The carriage drives on, drives towards the forest. On the edge of the wood stands a red-and-white signpost, the two indexes of which point in opposite directions through the depths of the leafy thicket: one pathway is tolerably smooth, and leads to Komaritz; the other, starting from the same point, is rough, and leads to Zirkow.

She calls to the coachman. He stops the horses.

"Drive on to Komaritz and leave the plums there," she orders him, "and I will meanwhile take the short path and walk home." So saying, she descends from the vehicle.

He sees her walk off quickly and with energy; sees her tall, graceful figure gradually diminish in the perspective of the Zirkow woodland path.

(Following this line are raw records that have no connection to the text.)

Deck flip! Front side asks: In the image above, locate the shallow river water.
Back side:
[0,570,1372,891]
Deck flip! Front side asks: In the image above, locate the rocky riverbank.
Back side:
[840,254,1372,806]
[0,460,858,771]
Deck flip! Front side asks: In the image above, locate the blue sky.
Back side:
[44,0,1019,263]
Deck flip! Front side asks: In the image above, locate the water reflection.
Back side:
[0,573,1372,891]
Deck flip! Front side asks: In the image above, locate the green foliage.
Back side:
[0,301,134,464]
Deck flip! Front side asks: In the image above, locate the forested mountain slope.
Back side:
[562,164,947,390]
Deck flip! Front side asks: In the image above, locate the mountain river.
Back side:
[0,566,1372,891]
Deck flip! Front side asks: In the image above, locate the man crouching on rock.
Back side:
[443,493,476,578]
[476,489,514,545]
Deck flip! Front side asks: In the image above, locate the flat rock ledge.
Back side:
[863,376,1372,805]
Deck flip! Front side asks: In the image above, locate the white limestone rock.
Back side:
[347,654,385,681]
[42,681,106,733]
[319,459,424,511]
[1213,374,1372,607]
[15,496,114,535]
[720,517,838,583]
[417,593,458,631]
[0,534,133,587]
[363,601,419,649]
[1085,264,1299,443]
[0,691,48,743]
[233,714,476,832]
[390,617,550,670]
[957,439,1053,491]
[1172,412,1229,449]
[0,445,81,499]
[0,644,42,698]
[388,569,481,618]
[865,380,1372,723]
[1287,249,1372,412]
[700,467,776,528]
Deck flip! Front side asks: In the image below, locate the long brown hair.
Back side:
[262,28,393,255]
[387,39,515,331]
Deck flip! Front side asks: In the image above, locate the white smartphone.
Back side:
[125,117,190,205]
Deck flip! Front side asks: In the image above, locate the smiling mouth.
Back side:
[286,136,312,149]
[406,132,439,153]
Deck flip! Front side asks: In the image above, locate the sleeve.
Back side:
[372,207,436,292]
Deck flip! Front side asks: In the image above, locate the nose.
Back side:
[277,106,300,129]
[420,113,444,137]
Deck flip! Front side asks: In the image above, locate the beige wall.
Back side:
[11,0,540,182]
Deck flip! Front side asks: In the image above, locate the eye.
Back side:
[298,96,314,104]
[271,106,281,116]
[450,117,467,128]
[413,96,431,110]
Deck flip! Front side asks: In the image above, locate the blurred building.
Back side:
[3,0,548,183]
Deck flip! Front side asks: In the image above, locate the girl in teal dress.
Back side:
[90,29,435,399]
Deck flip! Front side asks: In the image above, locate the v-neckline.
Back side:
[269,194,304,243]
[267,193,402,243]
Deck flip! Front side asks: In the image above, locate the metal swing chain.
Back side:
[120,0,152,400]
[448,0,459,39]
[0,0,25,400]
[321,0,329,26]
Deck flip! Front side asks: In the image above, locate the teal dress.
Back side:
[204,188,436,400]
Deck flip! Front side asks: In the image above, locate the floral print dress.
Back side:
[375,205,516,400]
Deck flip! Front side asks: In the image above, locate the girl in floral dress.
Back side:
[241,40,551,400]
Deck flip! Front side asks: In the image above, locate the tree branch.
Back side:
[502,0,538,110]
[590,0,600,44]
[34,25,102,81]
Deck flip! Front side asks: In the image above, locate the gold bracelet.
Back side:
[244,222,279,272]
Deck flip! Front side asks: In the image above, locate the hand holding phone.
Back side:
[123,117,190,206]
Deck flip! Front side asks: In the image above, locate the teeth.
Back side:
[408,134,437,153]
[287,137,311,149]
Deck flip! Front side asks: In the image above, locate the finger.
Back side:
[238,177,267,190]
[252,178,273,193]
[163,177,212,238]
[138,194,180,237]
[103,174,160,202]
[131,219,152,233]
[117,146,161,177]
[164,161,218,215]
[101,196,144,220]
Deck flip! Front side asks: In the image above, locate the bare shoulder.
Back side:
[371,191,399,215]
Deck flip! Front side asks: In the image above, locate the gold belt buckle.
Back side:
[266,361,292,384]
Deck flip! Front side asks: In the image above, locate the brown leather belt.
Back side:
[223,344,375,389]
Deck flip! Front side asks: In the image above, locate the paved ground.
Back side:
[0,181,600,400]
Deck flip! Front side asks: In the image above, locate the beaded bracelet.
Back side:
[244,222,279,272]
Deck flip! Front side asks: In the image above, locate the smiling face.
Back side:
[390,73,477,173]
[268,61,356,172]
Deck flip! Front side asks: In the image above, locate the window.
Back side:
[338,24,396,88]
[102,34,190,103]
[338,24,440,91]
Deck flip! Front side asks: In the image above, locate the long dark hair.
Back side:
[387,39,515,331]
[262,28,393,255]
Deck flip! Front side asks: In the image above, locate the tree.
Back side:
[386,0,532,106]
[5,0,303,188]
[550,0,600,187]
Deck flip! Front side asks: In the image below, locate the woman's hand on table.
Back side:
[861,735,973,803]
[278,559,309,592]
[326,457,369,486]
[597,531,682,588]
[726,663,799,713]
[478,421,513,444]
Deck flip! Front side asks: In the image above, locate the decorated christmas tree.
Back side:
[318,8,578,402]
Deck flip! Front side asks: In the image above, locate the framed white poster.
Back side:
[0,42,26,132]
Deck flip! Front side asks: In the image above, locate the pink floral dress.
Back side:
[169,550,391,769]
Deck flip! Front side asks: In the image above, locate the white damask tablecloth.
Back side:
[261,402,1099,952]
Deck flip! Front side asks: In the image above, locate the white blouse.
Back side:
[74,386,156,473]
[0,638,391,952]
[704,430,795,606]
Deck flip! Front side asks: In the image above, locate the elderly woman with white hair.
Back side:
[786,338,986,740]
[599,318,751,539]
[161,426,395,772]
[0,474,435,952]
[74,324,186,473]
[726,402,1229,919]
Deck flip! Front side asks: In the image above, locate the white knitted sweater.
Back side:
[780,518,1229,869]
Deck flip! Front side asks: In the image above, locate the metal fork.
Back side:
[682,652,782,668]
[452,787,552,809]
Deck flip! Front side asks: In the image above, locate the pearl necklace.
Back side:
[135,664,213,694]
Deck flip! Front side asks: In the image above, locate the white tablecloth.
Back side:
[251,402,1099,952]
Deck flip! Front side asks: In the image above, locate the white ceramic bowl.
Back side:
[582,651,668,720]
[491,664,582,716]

For a while he gazes after her, surprised, and then he obeys her directions.

If Krupitschka had been upon the box he would have opposed his young mistress's order as surely as he would have disobeyed it obstinately. He would have said, "The Baroness does not understand that so young a lady ought not to go alone through the forest--the Herr Baron would be very angry with me if I allowed it, and I will not allow it."

But Schmidt is a new coachman. He does as he is bidden, making no objection.

Zdena plunges into the wood, penetrates deeper and deeper into the thicket, aimlessly, heedlessly, except that she longs to find a spot where she can hide her despair from human eyes. She does not wish to see the heavens, nor the sun, nor the buzzing insects and wanton butterflies on the edge of the forest.

At last the shade is deep enough for her. The dark foliage shuts out the light; scarcely a hand's-breadth of blue sky can be seen among the branches overhead. She throws herself on the ground and sobs. After a while she raises her head, sits up, and stares into space.

"How is it possible? How could it have happened?" she thinks. "I cannot understand. From waywardness? from anger because I was a little silly? Oh, God! oh, God! Yes, I take pleasure in luxury, in fine clothes, in the world, in attention. I really thought for the moment that these were what I liked best,--but I was wrong. How little should I care for those things, without him! Oh, God! oh, God! How could he find it in his heart to do it!" she finally exclaims, while her tears flow afresh down her flushed cheeks.

Suddenly she hears a low crackling in the underbrush. She starts and looks up. Before her stands an elderly man of medium height, with a carefully-shaven, sharp-cut face, and a reddish-gray peruke. His tall stove-pipe hat is worn far back on his head, and his odd-looking costume is made up of a long green coat, the tails of which he carries under his left arm, a pair of wide, baggy, nankeen trousers, a long vest, with buttons much too large, and a pair of clumsy peasant shoes. The most remarkable thing about him is the sharp, suspicious expression of his round, projecting eyes.